There are areas where this production lands gorgeously! The performance of Anna Kasaybyan (as Daphna), in particular, is spectacularly real, funny, and palpably passionate. Her innate understanding of where the emphases are is completely note-perfect. Therefore, she is marvelously funny, while being vitriolicly loud.

The play is definitely funny. Sometimes it’s because of laughing at Jewish notions and embedded culture (for those who “get” that stuff) and sometimes because you have to laugh at the meanness the cousins display, and sometimes at the clueless though well-meaning “shiksa” (non-Jewish) girlfriend.

But there are many layers to unpack for everyone. Everyone has some kind of family culture. And there is a tendency in American melting-pot life to erase cultural “otherness” and look at 2nd and 3rd generations as simply “American.” This is the viewpoint of Melody (Molli Corcoran), the girlfriend who states that her background is just “American.” She barely even remembers where her family came from, and gets a big laugh when asked that and she replies, “Delaware.”

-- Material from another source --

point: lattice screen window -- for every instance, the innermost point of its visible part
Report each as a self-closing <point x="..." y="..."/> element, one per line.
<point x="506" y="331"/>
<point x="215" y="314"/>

The fight over the jewelry transcends a family squabble and becomes a contest in who might be the better Jew. Who is more connected to the family heritage? Who “deserves” this emotionally-laden, one of a kind, piece of jewelry? And in addition, should we proudly maintain our familial cultures or abandon them to the past?

There is a third cousin onstage, Jonah (Ben Phillips), who barely says anything, but is completely necessary. He is brother to the chai-desiring Liam (Ian Bond), and doesn’t seem to want very much aside from staying out of the whole argument. Phillips’ facial expressions and avoidance are perfectly expressed for a shy and anger-averse man. The reveal at the end involving him is what brings the play to the next level.

Corcoran also feels note-perfect in her befuddled and careful responses to the family dynamic. Daphna castigates her and casts doubt on Melody’s intellect, but Melody holds her own and stays true to herself.

While most aspects of the play feel true to life, the casting of Bond as Liam is a huge misstep. Bond is a fine actor and does his best, but there is no way anyone can mistake him for any kind of Jew. Watching him as Liam means that we have to work inordinately hard to accept him saying the lines, and it pushes us out of investing in the role into just hearing the words the playwright wrote. I have seen Bond in other roles and really do like his work. It may have come down to “who is available” for Bestock, but I wish she could have cast someone more closely resembling Phillips.

There is a feeling that Harmon’s script doesn’t quite punch hard enough and that some elephants in the room are not tackled. For me, I felt like the elephant of the Holocaust was so present, but not integrated enough. I want to discuss that at length here, but I feel like that will overpower the point of a review. I encourage you to see the play and then communicate with me about that elephant or any others you feel were untackled. But do see this dark, funny, powerful play!